10 julho 2022

Schopenhauer e Lula em Diadema

Schopenhauer esteve ontem em Diadema participando de um ato político. Não foi convidado, mas mesmo assim subiu ao palco e pediu a palavra. E como o pessoal de esquerda é mui tolerante, nunca se incomodam que vozes dissonantes exponham suas opiniões (prova disso é o que ocorreu na Unicamp há alguns dias), aceitaram que ele fizesse uma breve intervenção. Eis o que ele disse para um público sedento de discussões filosóficas.

SCHOPENHAUER: “Por mais que miseráveis condições e ignorância tenham a sua participação, em união com a aflição exterior, em muitos delitos; ainda assim jamais se deve considerar aqueles como a causa principal destes; na medida em que inumeráveis pessoas vivendo sob as mesmas miseráveis condições e nas mesmas situações, nunca cometeram um delito. A coisa principal, portanto, recai sobre o caráter pessoal, moral: este, entretanto, como expus no escrito que concorreu a prêmio, ‘Sobre a liberdade da vontade’, é estritamente imutável” (MVR II, cap. 47. Trad. Jair Barboza).

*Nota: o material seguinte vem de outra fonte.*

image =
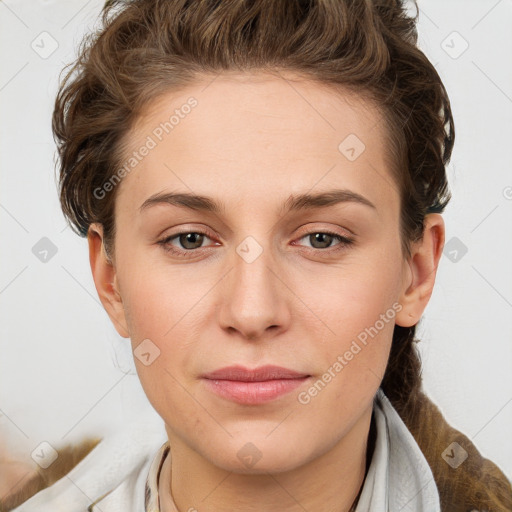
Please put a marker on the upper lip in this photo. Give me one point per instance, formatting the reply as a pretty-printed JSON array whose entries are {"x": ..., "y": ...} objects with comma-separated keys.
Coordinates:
[{"x": 241, "y": 373}]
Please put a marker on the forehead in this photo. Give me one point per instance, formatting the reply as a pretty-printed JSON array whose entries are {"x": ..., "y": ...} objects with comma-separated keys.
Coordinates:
[{"x": 238, "y": 134}]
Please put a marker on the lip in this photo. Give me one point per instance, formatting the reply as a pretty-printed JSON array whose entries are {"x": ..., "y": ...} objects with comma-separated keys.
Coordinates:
[{"x": 259, "y": 385}]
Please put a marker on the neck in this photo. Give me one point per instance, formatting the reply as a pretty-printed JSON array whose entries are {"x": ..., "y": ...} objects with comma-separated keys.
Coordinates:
[{"x": 330, "y": 482}]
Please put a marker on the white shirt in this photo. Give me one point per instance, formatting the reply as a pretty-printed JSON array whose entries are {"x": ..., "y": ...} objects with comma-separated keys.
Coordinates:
[{"x": 121, "y": 473}]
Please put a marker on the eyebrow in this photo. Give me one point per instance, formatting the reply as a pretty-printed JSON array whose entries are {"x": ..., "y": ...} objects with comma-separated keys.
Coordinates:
[{"x": 293, "y": 203}]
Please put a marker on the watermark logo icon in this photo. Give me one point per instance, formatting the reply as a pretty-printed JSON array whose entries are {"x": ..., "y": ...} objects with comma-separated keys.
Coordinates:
[
  {"x": 146, "y": 352},
  {"x": 351, "y": 147},
  {"x": 44, "y": 455},
  {"x": 44, "y": 45},
  {"x": 44, "y": 250},
  {"x": 454, "y": 455},
  {"x": 454, "y": 45},
  {"x": 455, "y": 249},
  {"x": 249, "y": 249},
  {"x": 249, "y": 455}
]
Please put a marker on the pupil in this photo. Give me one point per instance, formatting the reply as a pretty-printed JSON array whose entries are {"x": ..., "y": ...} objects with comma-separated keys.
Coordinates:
[
  {"x": 321, "y": 238},
  {"x": 188, "y": 240}
]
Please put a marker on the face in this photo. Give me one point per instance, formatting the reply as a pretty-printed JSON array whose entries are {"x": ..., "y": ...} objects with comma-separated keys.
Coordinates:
[{"x": 294, "y": 260}]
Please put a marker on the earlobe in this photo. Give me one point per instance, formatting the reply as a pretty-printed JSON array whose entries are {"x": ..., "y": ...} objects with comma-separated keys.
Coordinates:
[
  {"x": 105, "y": 279},
  {"x": 420, "y": 271}
]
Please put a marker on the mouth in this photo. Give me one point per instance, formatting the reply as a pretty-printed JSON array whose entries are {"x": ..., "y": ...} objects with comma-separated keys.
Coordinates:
[{"x": 256, "y": 386}]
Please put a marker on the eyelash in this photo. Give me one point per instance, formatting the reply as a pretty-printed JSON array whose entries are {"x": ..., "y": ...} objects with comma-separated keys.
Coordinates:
[{"x": 344, "y": 242}]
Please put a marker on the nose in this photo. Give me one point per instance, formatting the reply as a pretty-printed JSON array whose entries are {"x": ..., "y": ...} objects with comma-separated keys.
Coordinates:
[{"x": 254, "y": 299}]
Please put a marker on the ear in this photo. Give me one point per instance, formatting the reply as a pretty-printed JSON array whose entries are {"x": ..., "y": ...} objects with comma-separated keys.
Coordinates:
[
  {"x": 105, "y": 279},
  {"x": 420, "y": 271}
]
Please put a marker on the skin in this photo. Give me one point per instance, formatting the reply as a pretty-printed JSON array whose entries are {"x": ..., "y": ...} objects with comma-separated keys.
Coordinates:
[{"x": 253, "y": 141}]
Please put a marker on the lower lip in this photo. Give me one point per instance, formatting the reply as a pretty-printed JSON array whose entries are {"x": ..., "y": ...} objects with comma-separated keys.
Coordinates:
[{"x": 253, "y": 392}]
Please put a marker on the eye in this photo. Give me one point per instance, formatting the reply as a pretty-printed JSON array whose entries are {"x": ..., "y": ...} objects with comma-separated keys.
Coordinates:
[
  {"x": 324, "y": 239},
  {"x": 186, "y": 242}
]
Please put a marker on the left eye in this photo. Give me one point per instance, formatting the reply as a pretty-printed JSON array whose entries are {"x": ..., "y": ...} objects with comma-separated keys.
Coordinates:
[{"x": 323, "y": 239}]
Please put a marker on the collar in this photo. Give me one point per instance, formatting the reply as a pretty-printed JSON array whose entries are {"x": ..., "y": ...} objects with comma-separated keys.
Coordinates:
[{"x": 399, "y": 477}]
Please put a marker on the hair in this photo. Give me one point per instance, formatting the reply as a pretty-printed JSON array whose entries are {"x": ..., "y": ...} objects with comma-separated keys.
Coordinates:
[{"x": 146, "y": 48}]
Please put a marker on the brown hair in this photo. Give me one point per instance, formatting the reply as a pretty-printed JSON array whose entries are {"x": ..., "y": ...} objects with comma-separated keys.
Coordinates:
[{"x": 148, "y": 47}]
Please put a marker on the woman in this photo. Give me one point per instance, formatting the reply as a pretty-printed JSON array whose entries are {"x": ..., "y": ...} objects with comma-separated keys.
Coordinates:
[{"x": 261, "y": 186}]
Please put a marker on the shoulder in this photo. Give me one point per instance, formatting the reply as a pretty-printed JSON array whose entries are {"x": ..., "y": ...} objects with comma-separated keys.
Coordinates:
[
  {"x": 465, "y": 479},
  {"x": 113, "y": 474}
]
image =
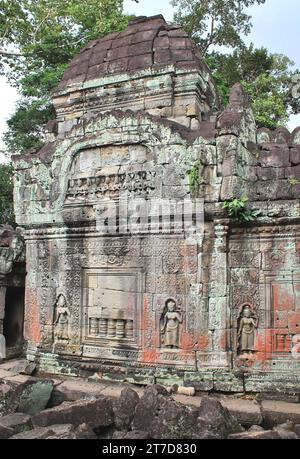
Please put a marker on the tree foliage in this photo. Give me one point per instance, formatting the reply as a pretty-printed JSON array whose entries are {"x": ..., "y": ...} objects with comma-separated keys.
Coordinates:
[
  {"x": 214, "y": 22},
  {"x": 265, "y": 76},
  {"x": 38, "y": 38},
  {"x": 6, "y": 194}
]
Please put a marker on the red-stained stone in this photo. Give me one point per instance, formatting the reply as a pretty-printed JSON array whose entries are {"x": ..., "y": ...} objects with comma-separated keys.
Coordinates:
[
  {"x": 283, "y": 297},
  {"x": 294, "y": 322}
]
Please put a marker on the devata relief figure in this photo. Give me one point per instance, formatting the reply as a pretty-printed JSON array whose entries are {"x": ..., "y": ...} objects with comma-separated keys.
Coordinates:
[
  {"x": 246, "y": 332},
  {"x": 62, "y": 319},
  {"x": 171, "y": 319}
]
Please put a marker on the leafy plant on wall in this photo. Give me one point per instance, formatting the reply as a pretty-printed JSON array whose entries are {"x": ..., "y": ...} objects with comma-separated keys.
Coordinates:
[
  {"x": 238, "y": 210},
  {"x": 194, "y": 177}
]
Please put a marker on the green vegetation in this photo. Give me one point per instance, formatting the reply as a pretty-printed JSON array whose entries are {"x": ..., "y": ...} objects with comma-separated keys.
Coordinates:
[
  {"x": 38, "y": 40},
  {"x": 266, "y": 77},
  {"x": 293, "y": 181},
  {"x": 194, "y": 177},
  {"x": 238, "y": 210},
  {"x": 6, "y": 194}
]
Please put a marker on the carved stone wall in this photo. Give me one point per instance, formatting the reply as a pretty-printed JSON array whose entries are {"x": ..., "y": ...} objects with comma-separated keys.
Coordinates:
[{"x": 213, "y": 305}]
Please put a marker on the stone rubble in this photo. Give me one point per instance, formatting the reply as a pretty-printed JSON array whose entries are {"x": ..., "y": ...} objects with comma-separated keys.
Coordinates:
[{"x": 88, "y": 410}]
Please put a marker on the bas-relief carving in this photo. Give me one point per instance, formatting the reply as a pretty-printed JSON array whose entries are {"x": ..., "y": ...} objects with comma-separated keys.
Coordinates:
[
  {"x": 111, "y": 307},
  {"x": 139, "y": 184},
  {"x": 15, "y": 251},
  {"x": 62, "y": 319},
  {"x": 170, "y": 325},
  {"x": 247, "y": 325}
]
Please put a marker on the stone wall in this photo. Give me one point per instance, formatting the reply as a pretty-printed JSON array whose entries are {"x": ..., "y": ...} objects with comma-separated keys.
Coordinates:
[{"x": 216, "y": 305}]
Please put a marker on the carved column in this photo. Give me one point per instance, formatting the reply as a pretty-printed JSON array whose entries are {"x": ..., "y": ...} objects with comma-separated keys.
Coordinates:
[{"x": 218, "y": 320}]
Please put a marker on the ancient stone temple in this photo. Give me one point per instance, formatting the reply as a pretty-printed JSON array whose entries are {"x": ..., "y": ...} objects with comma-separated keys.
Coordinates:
[
  {"x": 12, "y": 289},
  {"x": 135, "y": 270}
]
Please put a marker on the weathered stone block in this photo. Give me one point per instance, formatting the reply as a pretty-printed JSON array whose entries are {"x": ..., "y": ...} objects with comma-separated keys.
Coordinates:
[{"x": 97, "y": 413}]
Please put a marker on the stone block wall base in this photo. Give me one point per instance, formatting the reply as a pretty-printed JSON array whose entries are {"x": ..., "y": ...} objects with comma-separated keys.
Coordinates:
[{"x": 212, "y": 380}]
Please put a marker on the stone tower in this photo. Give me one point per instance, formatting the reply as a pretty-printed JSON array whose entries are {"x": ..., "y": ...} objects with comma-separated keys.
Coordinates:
[{"x": 134, "y": 268}]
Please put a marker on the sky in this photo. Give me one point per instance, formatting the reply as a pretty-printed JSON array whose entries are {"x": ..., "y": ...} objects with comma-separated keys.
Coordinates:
[{"x": 275, "y": 26}]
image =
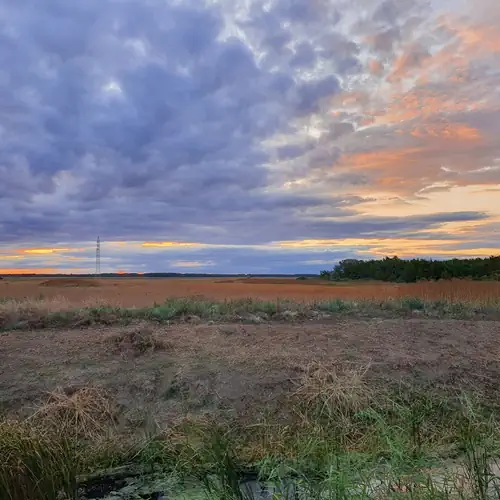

Logo na sequência, em resposta, Lula interveio.

LULA: Eu não posso achar que esse moleque que roubou [um tênis novo] é simplesmente um bandido. Porque se a gente achar que um jovem de 15, 16 anos já é bandido, a sociedade não tem solução. Quem é que resolve isso? O Estado. Se esse jovem tivesse condições de ter um tênis, se esse jovem tivesse condições de ter um celular, se esse jovem tivesse condições de ter um mínimo necessário não tinha roubo, não tinha roubo. Se esse jovem tivesse o que comer, se ele tivesse o que tomar café, o que almoçar, o que jantar, não tinha roubo, se ele tivesse oportunidade de trabalhar, não tinha [roubo]. Então, nós temos que, ao invés de pensar que a pessoa é logo bandida, nós temos que analisar a causa daquilo.

Que sorte tive eu - que apenas estava passando por lá - de pegar justamente essa parte do evento. Bom, depois que Lula fez a declaração que citei acima, olhei para o relógio e percebi que já estava atrasado para o chope com o Miquitinha. Contei para ele a inusitada presença de Schopenhauer no palco do evento esquerdista. Miquitinha é, de sólito, muito pouco literário, mas como já estava no quarto chope não apelou à denotação. Ele quis apenas saber qual a minha opinião. Disse somente que concordava 23% com Lula e 77% com Schopenhauer.